Die Milch macht’s unwirksam
Die Patienten dürfen Ciprofloxacin und Norfloxacin grundsätzlich nicht zusammen mit calciumhaltigen Nahrungsmitteln wie Milch oder Milchprodukten einnehmen. Bei gleichzeitiger Einnahme wird die antimikrobielle Wirksamkeit vermindert und die Therapie unwirksam. Die in den Milchprodukten enthaltenen Calciumionen bilden mit beiden Arzneistoffen schwer resorbierbare Chelate. Je nachdem, wie viel Milch der Patient zum Frühstück trinkt, kann die Bioverfügbarkeit von Ciprofloxacin (in Ciprobay®) um 15 bis 30 Prozent sinken, ein milchfreies Frühstück hat hingegen keinen Einfluss auf die Therapie.

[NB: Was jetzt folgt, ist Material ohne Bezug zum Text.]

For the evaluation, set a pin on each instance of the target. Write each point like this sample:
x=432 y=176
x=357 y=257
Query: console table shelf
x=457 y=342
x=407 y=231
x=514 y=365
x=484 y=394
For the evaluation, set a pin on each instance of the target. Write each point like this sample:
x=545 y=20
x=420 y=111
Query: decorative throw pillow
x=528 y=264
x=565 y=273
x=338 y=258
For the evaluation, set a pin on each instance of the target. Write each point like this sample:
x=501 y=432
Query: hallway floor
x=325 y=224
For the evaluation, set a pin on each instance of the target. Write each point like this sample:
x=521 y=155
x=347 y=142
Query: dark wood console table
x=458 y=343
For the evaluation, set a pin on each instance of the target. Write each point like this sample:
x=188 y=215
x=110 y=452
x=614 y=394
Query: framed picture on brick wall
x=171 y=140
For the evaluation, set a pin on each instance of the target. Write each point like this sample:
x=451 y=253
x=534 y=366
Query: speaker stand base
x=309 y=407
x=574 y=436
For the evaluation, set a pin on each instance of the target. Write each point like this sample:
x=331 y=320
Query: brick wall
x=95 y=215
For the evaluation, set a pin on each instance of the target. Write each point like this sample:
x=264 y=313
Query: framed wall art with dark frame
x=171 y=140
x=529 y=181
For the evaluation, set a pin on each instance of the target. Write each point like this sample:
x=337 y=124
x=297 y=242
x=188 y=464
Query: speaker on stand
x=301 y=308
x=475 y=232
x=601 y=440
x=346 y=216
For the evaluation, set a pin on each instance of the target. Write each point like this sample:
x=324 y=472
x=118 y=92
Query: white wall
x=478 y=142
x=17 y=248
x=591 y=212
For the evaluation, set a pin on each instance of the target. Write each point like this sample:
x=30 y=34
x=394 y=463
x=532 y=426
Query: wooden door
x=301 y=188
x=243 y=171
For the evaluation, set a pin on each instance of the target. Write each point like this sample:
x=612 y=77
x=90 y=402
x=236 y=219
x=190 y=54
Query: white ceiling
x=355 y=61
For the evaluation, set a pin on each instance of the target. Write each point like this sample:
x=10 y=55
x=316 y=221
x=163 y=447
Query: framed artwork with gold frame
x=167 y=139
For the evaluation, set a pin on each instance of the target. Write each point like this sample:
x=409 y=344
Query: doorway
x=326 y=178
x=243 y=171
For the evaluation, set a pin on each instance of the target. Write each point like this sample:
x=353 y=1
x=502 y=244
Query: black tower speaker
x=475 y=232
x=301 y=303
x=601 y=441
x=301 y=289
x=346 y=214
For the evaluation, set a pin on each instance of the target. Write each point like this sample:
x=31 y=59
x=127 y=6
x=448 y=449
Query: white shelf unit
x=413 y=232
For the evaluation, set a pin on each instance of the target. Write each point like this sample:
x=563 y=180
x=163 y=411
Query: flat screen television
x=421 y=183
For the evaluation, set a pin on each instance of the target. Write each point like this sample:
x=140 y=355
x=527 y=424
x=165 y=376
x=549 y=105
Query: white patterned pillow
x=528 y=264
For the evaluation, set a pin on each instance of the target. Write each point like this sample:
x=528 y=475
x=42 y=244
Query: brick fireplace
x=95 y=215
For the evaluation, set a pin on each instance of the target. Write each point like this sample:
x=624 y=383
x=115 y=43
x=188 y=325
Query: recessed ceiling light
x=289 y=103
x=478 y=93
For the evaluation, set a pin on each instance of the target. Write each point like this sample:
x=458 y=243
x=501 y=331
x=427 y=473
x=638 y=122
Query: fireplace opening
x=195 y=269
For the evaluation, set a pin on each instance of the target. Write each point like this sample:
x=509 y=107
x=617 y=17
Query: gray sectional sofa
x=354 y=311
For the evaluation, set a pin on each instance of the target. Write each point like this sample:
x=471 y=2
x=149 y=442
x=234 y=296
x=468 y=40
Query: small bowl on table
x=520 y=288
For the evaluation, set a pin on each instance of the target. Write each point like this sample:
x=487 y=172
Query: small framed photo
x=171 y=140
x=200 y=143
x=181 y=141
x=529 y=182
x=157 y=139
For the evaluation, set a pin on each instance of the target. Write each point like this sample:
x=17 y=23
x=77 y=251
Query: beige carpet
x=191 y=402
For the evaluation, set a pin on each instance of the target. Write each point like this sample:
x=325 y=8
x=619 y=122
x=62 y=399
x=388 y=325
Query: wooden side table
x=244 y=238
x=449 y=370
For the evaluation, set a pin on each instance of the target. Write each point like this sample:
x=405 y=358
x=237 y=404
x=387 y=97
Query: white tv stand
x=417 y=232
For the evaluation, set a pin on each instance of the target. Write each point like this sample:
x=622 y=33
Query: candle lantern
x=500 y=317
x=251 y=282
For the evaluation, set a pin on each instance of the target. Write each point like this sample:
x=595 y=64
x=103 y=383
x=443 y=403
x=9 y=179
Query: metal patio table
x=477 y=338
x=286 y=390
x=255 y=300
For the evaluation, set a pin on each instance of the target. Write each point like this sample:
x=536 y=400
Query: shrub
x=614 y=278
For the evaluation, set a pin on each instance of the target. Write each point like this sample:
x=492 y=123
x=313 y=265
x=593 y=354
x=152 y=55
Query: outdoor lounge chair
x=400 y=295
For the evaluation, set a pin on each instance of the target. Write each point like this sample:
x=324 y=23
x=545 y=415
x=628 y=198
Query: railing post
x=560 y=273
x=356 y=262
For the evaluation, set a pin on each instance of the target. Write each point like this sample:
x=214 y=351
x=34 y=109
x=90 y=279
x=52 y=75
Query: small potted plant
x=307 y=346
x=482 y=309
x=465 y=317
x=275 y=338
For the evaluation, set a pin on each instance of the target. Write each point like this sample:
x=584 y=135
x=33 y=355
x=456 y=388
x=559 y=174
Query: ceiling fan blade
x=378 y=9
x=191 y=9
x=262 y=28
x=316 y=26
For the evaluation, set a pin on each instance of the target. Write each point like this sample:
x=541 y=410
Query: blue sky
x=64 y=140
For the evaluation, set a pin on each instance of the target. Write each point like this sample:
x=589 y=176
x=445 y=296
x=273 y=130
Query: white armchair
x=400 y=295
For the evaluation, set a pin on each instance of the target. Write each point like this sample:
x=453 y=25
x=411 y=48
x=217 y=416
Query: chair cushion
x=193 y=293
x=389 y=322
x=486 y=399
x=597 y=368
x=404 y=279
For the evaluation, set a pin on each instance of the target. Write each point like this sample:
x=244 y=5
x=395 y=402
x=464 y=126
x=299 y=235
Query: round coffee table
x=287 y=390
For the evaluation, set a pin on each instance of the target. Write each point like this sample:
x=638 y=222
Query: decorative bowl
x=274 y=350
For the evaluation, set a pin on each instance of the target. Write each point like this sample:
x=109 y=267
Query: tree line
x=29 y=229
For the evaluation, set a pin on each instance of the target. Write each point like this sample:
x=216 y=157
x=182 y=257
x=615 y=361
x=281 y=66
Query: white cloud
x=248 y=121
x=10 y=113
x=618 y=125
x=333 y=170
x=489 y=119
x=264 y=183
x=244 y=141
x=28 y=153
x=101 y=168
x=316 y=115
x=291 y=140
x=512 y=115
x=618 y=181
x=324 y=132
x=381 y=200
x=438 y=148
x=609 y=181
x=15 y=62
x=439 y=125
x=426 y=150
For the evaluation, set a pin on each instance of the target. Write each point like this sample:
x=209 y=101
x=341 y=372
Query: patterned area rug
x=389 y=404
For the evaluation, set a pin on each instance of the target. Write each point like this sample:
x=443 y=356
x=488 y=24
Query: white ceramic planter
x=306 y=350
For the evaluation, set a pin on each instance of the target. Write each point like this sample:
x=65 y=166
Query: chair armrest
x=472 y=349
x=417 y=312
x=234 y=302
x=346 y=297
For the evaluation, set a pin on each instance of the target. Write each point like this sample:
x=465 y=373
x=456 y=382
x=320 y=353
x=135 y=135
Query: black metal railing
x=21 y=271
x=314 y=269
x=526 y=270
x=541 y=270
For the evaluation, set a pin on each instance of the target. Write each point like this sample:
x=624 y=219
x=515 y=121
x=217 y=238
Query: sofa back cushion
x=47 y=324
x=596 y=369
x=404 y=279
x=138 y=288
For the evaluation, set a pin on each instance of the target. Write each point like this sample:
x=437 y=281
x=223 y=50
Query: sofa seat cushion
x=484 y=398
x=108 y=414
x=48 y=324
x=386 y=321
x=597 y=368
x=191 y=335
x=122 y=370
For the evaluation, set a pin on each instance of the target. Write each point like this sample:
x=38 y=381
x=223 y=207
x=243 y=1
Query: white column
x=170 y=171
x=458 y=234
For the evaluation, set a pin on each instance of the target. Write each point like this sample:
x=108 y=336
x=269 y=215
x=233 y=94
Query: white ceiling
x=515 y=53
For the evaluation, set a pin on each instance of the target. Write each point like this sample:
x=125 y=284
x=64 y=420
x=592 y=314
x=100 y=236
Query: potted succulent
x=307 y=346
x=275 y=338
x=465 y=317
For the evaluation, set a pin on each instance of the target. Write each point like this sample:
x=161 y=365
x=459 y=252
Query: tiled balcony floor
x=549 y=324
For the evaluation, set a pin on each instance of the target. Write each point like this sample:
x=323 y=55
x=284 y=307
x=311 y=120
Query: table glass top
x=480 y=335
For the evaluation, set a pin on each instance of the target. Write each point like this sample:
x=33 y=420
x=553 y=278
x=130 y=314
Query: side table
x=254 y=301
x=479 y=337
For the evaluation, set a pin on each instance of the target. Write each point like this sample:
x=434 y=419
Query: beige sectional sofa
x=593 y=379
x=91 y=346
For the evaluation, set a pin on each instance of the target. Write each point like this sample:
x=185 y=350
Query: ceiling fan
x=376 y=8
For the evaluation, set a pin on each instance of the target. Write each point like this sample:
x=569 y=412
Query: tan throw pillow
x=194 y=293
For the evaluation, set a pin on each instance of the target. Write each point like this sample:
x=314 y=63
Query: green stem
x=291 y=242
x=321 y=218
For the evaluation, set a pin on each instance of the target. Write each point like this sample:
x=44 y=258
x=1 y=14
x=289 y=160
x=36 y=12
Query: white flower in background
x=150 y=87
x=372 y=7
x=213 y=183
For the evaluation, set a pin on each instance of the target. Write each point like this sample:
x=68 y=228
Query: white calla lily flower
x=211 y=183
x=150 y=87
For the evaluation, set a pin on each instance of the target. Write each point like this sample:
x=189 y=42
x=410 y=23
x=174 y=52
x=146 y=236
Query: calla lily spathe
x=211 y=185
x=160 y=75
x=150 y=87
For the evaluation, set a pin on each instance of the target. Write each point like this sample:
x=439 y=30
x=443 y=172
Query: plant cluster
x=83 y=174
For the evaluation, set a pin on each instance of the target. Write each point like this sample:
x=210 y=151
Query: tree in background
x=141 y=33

Unter den Gyrasehemmern reagiert Norfloxacin (in Norflox®) am stärksten auf Calcium-Ionen: In Abhängigkeit von der Menge vermindern Milch oder Joghurt die Bioverfügbarkeit um mindestens 40 Prozent. Die generelle Einnahmeempfehlung für die beiden Chinolone lautet daher: Ciprofloxacin- oder Norfloxacin-haltige Präparate immer mit einem Glas Leitungswasser einnehmen, denn auch Mineralwässer können erhebliche Mengen an Calcium- und Magnesiumionen enthalten. Mit Calcium angereicherte Fruchtsäfte sollten die Patienten ebenfalls meiden. Bis der Patient ein Milchprodukt genießen darf, müssen mindestens zwei Stunden nach der Einnahme des Ciprofloxacin- oder Norfloxacin-haltigen Präparats vergangen sein oder anders herum betrachtet: Frühestens vier Stunden nach dem Genuss eines Milchprodukts darf er den Gyrasehemmer einnehmen. Im Unterschied zu diesen beiden Arzneistoffen beeinflussen Milchprodukte die Absorption anderer Chinolone, zum Beispiel Enoxacin (Enoxor®), Ofloxacin (Tarivid®), Moxifloxacin (Avalox®), Levofloxacin (Tavanic®) oder Fleroxacin (Quinodis®), nicht in klinisch relevantem Ausmaß.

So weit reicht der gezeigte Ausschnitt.